Rechters treden steeds meer activistisch op als het over leefmilieu of klimaat gaat. Grondrechten zoals gelijkheid, niet-discriminatie en eigendomsrecht zijn van geen tel als de klimaatargumenten aangehaald worden bij groene rechters. Zoals elders in de maatschappij tekent zich een breuklijn af tussen een groene klimaatelite en het klootjesvolk.

Wat betreft lage emissiezones (LEZ) zijn Belgische rechters activistisch. Procedures zoals prejudiciële vragen (op basis van de exceptie van onwettigheid in (art 159 GW)) bij het Grondwettelijke Hof of het Europees Hof worden niet gevolgd zonder dat het vonnis daarover een motivatie geeft. Wat al een bevooroordeeldheid van de rechter kan suggereren. In principe kan een rechter die procedure enkel weigeren indien de vraag reeds gesteld werd in een andere zaak. Het Grondwettelijk Hof, dat deels bestaat uit politici, gebruikt zelfs politieke documenten ter voorbereiding van wetgeving in parlementen en die politieke documenten worden plots juridische argumenten dit meespelen in een arrest over grondrechten en mensenrechten. Bovendien krijgt het leefmilieu plots grondrechten die voorrang krijgen op die van de burger. Om te zwijgen van rechters die in een groenlinkse denktank actief zijn en in het Grondwettelijk hof zetelen bij dossiers die gevoelig liggen op dat onderwerp.

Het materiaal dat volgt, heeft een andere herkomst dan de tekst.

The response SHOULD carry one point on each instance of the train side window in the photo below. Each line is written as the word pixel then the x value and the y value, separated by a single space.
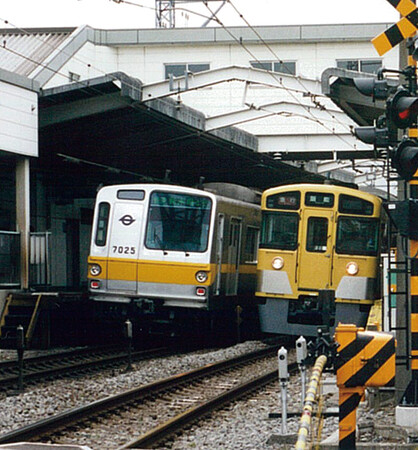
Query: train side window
pixel 317 235
pixel 130 194
pixel 102 224
pixel 251 244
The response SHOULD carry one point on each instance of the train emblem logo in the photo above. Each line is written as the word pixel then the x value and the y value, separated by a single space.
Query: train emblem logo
pixel 127 220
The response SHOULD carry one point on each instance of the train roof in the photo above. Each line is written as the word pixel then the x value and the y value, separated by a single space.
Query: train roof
pixel 322 188
pixel 226 190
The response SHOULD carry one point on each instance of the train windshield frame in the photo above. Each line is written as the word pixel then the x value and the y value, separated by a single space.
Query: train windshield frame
pixel 178 222
pixel 357 236
pixel 279 230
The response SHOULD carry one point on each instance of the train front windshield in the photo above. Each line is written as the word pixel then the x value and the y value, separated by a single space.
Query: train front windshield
pixel 178 222
pixel 279 230
pixel 357 236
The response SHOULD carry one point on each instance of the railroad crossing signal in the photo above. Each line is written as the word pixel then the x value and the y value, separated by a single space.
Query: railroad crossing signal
pixel 363 359
pixel 405 28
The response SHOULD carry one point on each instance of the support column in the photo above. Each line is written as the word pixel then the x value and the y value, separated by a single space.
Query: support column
pixel 23 216
pixel 349 399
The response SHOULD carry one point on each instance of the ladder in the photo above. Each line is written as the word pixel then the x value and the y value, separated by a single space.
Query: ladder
pixel 20 309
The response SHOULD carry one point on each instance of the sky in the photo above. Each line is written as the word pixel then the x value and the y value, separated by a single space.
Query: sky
pixel 114 14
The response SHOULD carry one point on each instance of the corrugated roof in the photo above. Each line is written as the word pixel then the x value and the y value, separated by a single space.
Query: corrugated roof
pixel 22 52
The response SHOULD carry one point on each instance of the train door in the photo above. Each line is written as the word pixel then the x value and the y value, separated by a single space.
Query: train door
pixel 219 249
pixel 234 244
pixel 315 253
pixel 123 248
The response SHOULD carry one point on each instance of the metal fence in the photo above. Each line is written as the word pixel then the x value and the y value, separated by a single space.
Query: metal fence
pixel 39 271
pixel 9 259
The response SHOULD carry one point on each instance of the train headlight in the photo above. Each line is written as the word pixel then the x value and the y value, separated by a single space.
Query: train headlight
pixel 277 263
pixel 351 268
pixel 201 276
pixel 95 270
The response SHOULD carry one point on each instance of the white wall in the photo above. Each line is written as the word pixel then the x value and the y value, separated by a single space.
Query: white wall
pixel 18 120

In een jarenlange campagne tegen de onrechtvaardige en op onwetenschappelijke gronden gebaseerde invoering van de LEZ in België voerde ondergetekende testcases bij zowel het GrondwettelIjk Hof als de Politierechtbank te Antwerpen. In beide gevallen bleken de rechters in meerdere of mindere mate activistisch.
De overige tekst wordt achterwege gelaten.